A simple compiled hello C program looks the same:
#include <unistd.h>
int main() {
write(1, "hello", 5);
return 0;
}
After compiling it:
➜ ~ hexdump -C hello | head -1
00000000 7f 45 4c 46 02 01 01 03 00 00 00 00 00 00 00 00 |.ELF............|
For scripts:
➜ ~ head -1 ./hello.sh
#!/bin/bash
The #!
signature tells the kernel: “I’m not native code, and you need an interpreter to run me.”
ELF files are executed directly
When binfmt_elf
1 recognizes an ELF file, it performs direct execution:
- Parse the ELF headers to understand the binary structure
- Set up memory mappings for code, data, and stack segments
- Load the program into memory at the correct virtual addresses
- Configure CPU registers with the entry point and stack pointer
- Jump to the program’s entry point
The kernel speaks ELF natively. It knows exactly how to transform the file into a running process.

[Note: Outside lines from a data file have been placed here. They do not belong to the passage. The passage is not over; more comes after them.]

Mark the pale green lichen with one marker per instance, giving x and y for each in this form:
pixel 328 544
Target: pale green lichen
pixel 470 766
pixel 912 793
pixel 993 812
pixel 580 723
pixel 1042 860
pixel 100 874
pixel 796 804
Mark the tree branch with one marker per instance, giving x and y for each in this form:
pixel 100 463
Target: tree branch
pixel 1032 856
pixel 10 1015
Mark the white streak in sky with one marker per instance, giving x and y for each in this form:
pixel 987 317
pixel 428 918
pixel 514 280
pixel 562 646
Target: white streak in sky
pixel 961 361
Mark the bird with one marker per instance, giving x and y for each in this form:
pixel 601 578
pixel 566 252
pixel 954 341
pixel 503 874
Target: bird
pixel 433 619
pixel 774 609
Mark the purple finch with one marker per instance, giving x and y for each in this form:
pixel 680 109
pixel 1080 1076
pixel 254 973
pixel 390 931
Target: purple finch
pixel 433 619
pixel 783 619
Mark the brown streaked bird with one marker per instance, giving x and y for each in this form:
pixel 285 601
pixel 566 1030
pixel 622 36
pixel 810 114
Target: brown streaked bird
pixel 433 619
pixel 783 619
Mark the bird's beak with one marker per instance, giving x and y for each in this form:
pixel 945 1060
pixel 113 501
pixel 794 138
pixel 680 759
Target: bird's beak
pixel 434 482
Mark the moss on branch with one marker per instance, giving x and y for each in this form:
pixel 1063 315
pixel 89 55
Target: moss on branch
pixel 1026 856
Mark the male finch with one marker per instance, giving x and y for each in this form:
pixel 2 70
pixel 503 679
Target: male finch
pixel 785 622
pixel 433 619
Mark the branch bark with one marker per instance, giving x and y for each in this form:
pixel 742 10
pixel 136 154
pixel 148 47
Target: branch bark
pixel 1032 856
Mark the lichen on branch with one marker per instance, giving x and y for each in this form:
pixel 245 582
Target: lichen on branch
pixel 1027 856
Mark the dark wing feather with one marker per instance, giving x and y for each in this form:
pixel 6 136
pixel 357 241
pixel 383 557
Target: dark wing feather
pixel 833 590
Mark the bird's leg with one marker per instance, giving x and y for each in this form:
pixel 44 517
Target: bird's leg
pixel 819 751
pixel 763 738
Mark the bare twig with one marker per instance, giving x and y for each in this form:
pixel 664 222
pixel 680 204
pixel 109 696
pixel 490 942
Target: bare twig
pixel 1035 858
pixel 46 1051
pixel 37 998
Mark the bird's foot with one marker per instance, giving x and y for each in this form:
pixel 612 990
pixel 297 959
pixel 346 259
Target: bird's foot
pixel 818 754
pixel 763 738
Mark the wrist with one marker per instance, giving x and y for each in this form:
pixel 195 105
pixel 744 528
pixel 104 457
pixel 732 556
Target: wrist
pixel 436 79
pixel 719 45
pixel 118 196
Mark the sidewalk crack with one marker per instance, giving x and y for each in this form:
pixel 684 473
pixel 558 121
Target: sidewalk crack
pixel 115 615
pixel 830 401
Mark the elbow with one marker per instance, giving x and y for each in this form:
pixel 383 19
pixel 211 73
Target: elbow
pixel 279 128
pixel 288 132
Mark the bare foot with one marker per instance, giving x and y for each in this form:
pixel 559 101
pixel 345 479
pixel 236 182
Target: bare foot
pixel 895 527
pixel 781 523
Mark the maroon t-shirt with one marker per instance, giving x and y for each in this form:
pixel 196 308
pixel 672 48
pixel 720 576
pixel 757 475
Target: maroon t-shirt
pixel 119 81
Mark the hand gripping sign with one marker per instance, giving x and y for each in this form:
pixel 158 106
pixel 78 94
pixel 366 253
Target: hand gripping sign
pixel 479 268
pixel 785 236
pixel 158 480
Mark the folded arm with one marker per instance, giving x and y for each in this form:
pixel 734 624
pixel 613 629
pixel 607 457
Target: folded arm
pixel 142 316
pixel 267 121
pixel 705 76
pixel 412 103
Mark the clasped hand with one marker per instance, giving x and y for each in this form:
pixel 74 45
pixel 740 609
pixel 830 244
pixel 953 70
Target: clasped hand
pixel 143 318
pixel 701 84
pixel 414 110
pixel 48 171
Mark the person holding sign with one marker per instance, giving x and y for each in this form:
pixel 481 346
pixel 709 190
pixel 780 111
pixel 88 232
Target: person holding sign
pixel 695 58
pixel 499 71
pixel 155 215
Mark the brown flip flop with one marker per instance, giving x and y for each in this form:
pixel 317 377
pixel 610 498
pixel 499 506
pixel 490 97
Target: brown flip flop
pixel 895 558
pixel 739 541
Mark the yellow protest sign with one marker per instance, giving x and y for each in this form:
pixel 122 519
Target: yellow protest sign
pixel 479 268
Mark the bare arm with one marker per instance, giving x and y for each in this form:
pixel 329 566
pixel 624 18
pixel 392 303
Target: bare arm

We can observe this process:
➜ ~ strace -e execve ./hello
execve("./hello", ["./hello"], 0x7fff8b5c7870 /* 67 vars */) = 0
hello
+++ exited with 0 +++
One execve()
call, direct execution.
Scripts are executed in recursion
Scripts follow a more complex path. When binfmt_script
detects a shebang, it doesn’t execute the script directly. Instead, it:
- Parses the shebang line to extract the interpreter path
- Modifies the argument list - removes the original
argv[0]
and inserts:- The interpreter program name
- The script filename
- Original arguments (shifted down)
- Updates the binary descriptor to point to the interpreter instead of the script
- Calls search_binary_handler() recursively to handle the interpreter
Let’s trace this:
➜ ~ strace -e execve ./hello.sh
execve("./hello.sh", ["./hello.sh"], 0x7fff8b5c7870 /* 67 vars */) = 0
hello
+++ exited with 0 +++
Still one execve()
from user space perspective, but the kernel did extra work internally.

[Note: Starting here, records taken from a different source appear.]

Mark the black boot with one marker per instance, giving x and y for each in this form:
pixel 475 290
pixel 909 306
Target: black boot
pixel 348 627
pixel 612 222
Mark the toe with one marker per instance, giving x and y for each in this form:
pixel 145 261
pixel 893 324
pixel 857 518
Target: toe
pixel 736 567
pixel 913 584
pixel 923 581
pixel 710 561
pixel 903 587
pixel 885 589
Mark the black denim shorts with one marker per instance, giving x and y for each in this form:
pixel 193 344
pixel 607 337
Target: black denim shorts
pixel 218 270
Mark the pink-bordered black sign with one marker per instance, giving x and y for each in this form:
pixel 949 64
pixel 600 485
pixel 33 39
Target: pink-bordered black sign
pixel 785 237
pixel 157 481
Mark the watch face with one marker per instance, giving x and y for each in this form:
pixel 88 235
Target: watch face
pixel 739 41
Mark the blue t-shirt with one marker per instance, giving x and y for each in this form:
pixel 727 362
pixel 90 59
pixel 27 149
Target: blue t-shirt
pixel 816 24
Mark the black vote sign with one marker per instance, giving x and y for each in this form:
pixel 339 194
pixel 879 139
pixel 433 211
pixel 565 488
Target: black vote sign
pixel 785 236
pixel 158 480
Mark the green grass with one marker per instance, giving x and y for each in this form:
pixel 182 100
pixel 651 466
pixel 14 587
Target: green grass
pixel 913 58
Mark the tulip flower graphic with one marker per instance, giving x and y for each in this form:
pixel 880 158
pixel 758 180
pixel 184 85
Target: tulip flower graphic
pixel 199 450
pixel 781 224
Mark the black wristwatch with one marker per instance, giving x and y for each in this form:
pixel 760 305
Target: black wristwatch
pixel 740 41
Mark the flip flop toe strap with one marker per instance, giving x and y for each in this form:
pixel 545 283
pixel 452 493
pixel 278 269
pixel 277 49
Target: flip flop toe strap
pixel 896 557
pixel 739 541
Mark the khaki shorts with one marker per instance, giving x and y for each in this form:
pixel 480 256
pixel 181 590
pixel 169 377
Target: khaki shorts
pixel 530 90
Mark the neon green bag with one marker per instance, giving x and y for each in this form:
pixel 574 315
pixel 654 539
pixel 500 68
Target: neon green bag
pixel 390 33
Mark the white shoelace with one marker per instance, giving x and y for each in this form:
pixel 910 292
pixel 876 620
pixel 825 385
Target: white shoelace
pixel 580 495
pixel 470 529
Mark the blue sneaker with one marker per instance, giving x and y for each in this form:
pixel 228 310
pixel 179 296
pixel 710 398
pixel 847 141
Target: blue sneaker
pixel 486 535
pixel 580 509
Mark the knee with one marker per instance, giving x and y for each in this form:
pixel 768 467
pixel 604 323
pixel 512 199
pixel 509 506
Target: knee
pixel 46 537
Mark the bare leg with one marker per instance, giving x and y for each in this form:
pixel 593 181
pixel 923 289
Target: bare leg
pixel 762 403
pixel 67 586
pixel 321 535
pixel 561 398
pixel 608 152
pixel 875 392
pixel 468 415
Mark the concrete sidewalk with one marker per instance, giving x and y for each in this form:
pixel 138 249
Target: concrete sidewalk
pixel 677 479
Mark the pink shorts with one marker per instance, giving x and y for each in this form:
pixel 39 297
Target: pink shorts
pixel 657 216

How does the recursion work?
Here’s what happens inside the kernel when you run a Python script:
Why this design?
The kernel could theoretically implement interpreters for every scripting language directly. Instead, it uses composition:
- ELF binaries: The kernel executes them directly because it understands the format
- Scripts and miscelaneous: Delegated to ELF binary interpreters that understand specific formats
This keeps the kernel simple while providing unlimited extensibility. Want to run Java bytecode? Write an ELF binary (JVM) that interprets it. Want to run WebAssembly? Write an ELF binary (WASM runtime) that handles it.